C’est une vieille revendication des acteurs de la presse qui a été satisfaite au terme du conseil des ministres d’hier : la dépénalisation des infractions de presse. Cela veut dire que le journaliste ne courra plus le risque de la peine de l’emprisonnement pour certains faits comme l’offense, la diffamation…
C’est naturellement le ministre de la communication, Me Hamdi Ould Mahjoub, qui a expliqué les nouvelles dispositions. Il a indiqué que l’ordonnance N° 17-2006 qui a constitué un bond en avant dans l’exercice de la liberté d’expression, que cette ordonnance avait besoin d’être améliorée pour mieux l’adapter aux exigences nouvelles de liberté et de protection pour le journaliste. Quelques articles de cette loi ont été modifiés pour permettre l’annulation des peines d’emprisonnement prévues. Les articles 35, 36, 40 et 41 ont perdu leurs alinéas prévoyant cette peine. Offense à chef d’Etat, à diplomates ou à pays étrangers, la diffamation pour laquelle on courait la peine d’emprisonnement, c’est désormais l’amende qui est prévue pour sanctionner de tels délits.
Considérant le rôle évident de la presse dans le raffermissement de la démocratie dont elle reflète l’état de maturité, les pouvoirs publics, dit le ministre, "ont choisi de lever le cachet criminel des infractions journalistiques et de le remplacer par un mécanisme d'exemption du journaliste de la peine d'emprisonnement suite à la collecte et au traitement de l'information". Seules vont subsister les articles criminalisant l’incitation à la haine, promettant le racisme et le crime. Pour ces délits, la peine d’emprisonnement est naturellement maintenue.
En moins d’un an, la Mauritanie a pu lancer la loi organisant la presse électronique, celle instituant la libéralisation de l’audiovisuel, celle transformant les institutions publiques d’information (radio et télévision) en société anonyme pour leur permettre de devenir de véritables services publics… Des avancées notoires qui vaudront certainement à la Mauritanie de gagner des points dans le classement des pays par respect de la liberté d’expression.
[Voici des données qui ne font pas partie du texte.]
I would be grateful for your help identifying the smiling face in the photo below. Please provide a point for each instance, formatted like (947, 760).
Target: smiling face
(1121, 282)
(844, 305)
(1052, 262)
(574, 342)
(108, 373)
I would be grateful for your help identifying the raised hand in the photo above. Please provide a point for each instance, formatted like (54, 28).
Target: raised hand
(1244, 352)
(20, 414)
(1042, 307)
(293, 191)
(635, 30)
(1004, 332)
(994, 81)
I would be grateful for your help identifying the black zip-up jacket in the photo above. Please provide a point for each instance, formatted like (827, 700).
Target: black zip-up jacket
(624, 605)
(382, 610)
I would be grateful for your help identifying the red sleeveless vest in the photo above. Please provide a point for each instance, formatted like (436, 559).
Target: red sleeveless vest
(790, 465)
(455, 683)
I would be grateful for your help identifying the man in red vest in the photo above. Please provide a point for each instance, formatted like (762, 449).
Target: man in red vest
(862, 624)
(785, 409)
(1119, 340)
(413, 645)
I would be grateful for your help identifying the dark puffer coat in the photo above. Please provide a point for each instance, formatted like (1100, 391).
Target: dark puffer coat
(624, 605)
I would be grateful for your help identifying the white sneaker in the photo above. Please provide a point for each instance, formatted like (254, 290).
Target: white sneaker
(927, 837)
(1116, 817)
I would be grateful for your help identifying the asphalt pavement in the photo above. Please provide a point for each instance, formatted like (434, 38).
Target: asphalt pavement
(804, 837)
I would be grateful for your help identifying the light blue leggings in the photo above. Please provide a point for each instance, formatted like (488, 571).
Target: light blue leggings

«Après cinq années d’alternances parfois heurtées entre pouvoir militaire et pouvoir civil, le pays se stabilise peu à peu. Concernant la presse, la législation est la plus favorable de la sous-région». C’est le lancement du rapport sur la Mauritanie fait sur le site de Reporters sans frontières (www.rsf.fr) qui précise : 0 journalistes tués, 0 collaborateurs tués, 0 journalistes emprisonnés, 0 collaborateurs emprisonnés, 0 net-citoyens emprisonnés.
Un acquis qu’il faut savoir préserver. D’abord par une plus grande prise de conscience du rôle de la presse, le recadrage de nos préoccupations et l’engagement responsable au service des causes justes. Personne ne peut dénier au journaliste son droit à l’engagement. Mais aucun journaliste n’a le droit d’oublier son obligation à la responsabilité. Les insultes, le dénigrement, la fausse information, l’engagement vulgaire… ce n’est pas du journalisme. Et les organes et les personnes qui le pratiquent peuvent exister un moment, tromper un temps, mais restent condamnés à disparaitre.
La dépénalisation doit s’accompagner d’un renforcement de l’autorégulation, surtout en l’absence d’une HAPA efficiente. Mais aussi de la célérité au niveau de la justice pour le traitement des questions liées aux infractions de presse. Seuls les procès peuvent aider à ancrer les notions de liberté et de responsabilité et donner en même temps au citoyen la possibilité de défendre sa dignité et son honneur s’il se trouve bafoués au terme d’un article. Il ne faut pas croire que les signatures anonymes peuvent couvrir ou dégager la responsabilité. Non ! attention donc.